A única coisa que o Fundo prospecta é a implementação do chamado Common Framework, uma iniciativa tomada na reunião do G20 em novembro de 2020, como continuação do projeto de suspensão do serviço da dívida que termina em 31 de dezembro deste ano. Literalmente Common Framework significa “estrutura comum” e pretende aludir precisamente ao desejo de enfrentar as dificuldades financeiras dos países mais pobres com decisões comuns, não cada um por si. O procedimento prevê que caso um país solicite a revisão de sua dívida, todos os credores convergem em um comitê comum que analisa o pedido e estabelece, com base na situação específica, se deve limitar-se a uma reestruturação da dívida, ou seja, uma reformulação dos prazos de restituição da dívida, se proceder ao cancelamento de parte dela, ou se assumir outras iniciativas. Na conclusão do processo de revisão, do qual também participam o Fundo Monetário e o Banco Mundial, será elaborado um acordo entre credores e devedores, chamado Memorandum of understanding, que especifica os empenhos de uma parte e da outra.

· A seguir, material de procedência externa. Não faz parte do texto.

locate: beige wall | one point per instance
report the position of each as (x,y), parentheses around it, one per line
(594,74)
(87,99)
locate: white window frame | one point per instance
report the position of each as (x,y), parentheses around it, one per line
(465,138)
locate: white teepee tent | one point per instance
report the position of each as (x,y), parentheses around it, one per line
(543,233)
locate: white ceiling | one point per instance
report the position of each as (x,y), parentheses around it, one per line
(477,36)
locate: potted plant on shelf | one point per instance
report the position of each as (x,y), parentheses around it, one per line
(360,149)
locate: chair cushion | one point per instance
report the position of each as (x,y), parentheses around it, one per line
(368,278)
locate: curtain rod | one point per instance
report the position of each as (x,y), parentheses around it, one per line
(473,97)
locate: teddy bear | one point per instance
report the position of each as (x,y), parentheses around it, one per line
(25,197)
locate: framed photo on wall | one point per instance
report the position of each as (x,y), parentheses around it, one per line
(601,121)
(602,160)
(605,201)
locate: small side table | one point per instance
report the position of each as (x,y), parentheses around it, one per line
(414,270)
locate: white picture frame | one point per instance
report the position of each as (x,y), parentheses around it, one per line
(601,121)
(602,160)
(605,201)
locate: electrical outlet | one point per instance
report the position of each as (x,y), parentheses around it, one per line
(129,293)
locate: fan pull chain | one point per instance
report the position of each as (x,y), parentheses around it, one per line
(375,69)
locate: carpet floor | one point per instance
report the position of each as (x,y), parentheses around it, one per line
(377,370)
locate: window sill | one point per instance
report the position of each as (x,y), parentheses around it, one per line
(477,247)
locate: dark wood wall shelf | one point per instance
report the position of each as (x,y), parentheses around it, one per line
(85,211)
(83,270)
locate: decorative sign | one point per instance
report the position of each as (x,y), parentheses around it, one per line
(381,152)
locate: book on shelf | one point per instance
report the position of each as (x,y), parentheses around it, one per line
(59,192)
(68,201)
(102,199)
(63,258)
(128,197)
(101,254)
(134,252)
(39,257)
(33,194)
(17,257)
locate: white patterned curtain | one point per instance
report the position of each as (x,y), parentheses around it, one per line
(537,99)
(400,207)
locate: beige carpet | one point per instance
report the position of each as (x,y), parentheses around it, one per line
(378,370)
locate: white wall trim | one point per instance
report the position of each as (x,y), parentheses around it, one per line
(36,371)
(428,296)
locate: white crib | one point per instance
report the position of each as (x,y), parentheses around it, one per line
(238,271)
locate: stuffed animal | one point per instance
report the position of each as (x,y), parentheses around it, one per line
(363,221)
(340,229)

Infelizmente, esses tipos de acordos não gozam de boa reputação, porque no passado sempre foram usados como ocasião para impor políticas econômicas de tipo liberal aos países devedores. O Memorandum assinado pela Grécia com a União Europeia é uma prova disso. Para complicar ainda mais a situação, os países devedores também devem se esforçar para obter benefícios dos credores privados, mas todas as tentativas feitas até agora nessa direção, inclusive dos organismos multilaterais, não deram frutos.

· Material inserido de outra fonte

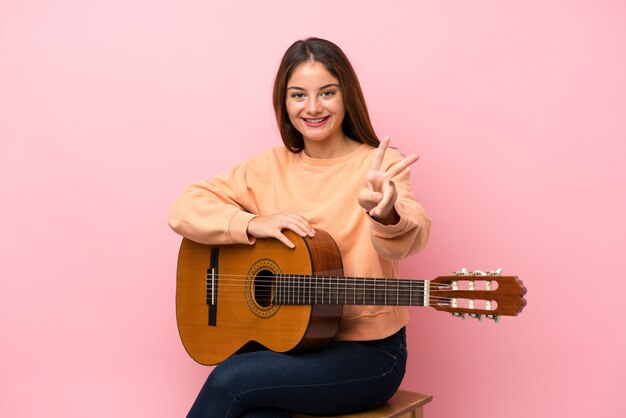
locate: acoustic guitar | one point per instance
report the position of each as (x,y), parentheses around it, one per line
(236,298)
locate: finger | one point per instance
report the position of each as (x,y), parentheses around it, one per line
(368,199)
(388,199)
(282,238)
(400,166)
(298,221)
(380,153)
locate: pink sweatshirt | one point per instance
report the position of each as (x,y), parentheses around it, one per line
(325,192)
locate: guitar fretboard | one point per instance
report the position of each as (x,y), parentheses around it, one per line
(311,290)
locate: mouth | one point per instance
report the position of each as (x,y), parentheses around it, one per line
(314,123)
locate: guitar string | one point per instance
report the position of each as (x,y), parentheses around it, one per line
(236,279)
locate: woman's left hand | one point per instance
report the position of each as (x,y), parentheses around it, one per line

Em suma, o procedimento é longo, complexo e sem nenhuma garantia de sucesso. Talvez seja também por esta razão se, neste momento, apenas três países solicitaram uma revisão da sua dívida: Etiópia, Chade e Zâmbia. Mas por enquanto nenhum deles chegou ao fim do percurso e teremos que esperar mais para entender se o Common Framework representa um ponto de virada ou se é mais um mecanismo para salvar a cara, mas não a humanidade.

As variantes da Covid que se desenvolvem onde a vacinação não é implementada por falta de fundos, ou seja, nos países mais pobres, acabam se virando contra todos, inclusive os ricos. Seria melhor se nos lembrássemos disso com mais frequência.